Thursday 25 January 2007

Inmates claim lethal injection violates federal drug laws


Inmates claim lethal injection violates federal drug laws


(LOUISVILLE) -- Three Kentucky Death Row inmates claim in a lawsuit filed Wednesday that lethal injection violates federal laws because a doctor doesn't obtain or administer the drugs.

The inmates claim the federal Controlled Substances Act and the Food, Drug and Cosmetic Act require a doctor to buy and prescribe sodium thiopental, one of the three drugs used in an execution.

American Medical Association guidelines bar doctors from taking part, directly or indirectly, in executions. Kentucky requires doctors to follow AMA ethical guidelines.

Richard Dieter, executive director of the Death Penalty Information Center in Washington, D.C., said the inmates are using a different tactic than most to challenge lethal injection.

"This is untested because the death penalty is so unique," Dieter said. "The death penalty is the only place where we use drugs to kill people."
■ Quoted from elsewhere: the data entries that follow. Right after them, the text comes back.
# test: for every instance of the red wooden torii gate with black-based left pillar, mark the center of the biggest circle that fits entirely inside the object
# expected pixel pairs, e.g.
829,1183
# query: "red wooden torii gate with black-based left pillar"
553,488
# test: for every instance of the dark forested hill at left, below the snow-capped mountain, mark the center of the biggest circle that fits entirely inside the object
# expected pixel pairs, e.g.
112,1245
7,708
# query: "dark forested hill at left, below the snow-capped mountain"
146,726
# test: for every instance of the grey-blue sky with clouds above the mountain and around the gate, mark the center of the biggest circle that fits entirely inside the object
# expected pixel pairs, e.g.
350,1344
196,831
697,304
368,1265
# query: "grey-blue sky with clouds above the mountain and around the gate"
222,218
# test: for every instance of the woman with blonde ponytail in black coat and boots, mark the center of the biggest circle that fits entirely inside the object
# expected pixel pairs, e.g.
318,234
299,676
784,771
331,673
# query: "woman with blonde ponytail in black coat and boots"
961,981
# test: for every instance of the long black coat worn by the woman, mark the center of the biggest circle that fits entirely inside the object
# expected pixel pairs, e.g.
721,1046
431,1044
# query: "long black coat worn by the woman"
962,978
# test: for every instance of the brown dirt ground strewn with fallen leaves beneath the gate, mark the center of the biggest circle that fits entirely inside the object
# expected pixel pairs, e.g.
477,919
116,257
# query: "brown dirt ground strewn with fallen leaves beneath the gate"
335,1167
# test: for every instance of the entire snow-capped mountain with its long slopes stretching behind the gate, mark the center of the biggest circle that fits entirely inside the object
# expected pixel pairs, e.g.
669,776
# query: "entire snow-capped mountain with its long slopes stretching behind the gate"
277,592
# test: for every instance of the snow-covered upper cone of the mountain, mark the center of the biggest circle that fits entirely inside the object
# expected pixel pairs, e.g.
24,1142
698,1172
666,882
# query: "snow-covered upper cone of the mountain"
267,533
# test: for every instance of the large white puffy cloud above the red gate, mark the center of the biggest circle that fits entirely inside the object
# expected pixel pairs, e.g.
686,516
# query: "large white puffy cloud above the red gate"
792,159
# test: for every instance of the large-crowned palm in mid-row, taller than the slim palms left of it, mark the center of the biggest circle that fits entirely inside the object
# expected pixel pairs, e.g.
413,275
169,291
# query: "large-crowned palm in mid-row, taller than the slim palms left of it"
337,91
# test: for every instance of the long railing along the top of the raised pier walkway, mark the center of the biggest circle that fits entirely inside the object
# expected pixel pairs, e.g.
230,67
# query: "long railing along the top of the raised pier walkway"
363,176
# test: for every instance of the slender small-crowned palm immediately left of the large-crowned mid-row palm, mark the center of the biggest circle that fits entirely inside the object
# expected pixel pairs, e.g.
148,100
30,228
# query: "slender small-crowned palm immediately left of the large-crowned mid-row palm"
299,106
The lawsuit in U.S. District Court in Frankfort is the latest by Death Row inmates Thomas Clyde Bowling, Ralph Stevens Baze and Jeffrey DeVan Leonard. Bowling and Baze challenged lethal injection as cruel and unusual punishment in a 2004 lawsuit. Leonard is on his final appeal to the U.S. Supreme Court.

Kentucky has not declared a moratorium on executions but has not scheduled any since the 2004 lawsuit.

Bowling and Baze have received several stays of execution because of the court challenges.

Bowling was sentenced to death for killing Edward and Tina Earley and shooting their 2-year-old son outside the couple's Lexington dry-cleaning business in 1990.

Baze was convicted of killing Powell County Sheriff Steve Bennett and deputy Arthur Briscoe during an attempted arrest in 1992.

Leonard, who is also known as James Earl Slaughter, was condemned to death for the January 1983 murder of Esther Stewart who owned a consignment store in Louisville.

Kentucky has 40 death-row inmates, including 11 that have been there for more than two decades. The state has executed two men since reinstating the death penalty in 1976, and only one by injection: Eddie Lee Harper in 1999.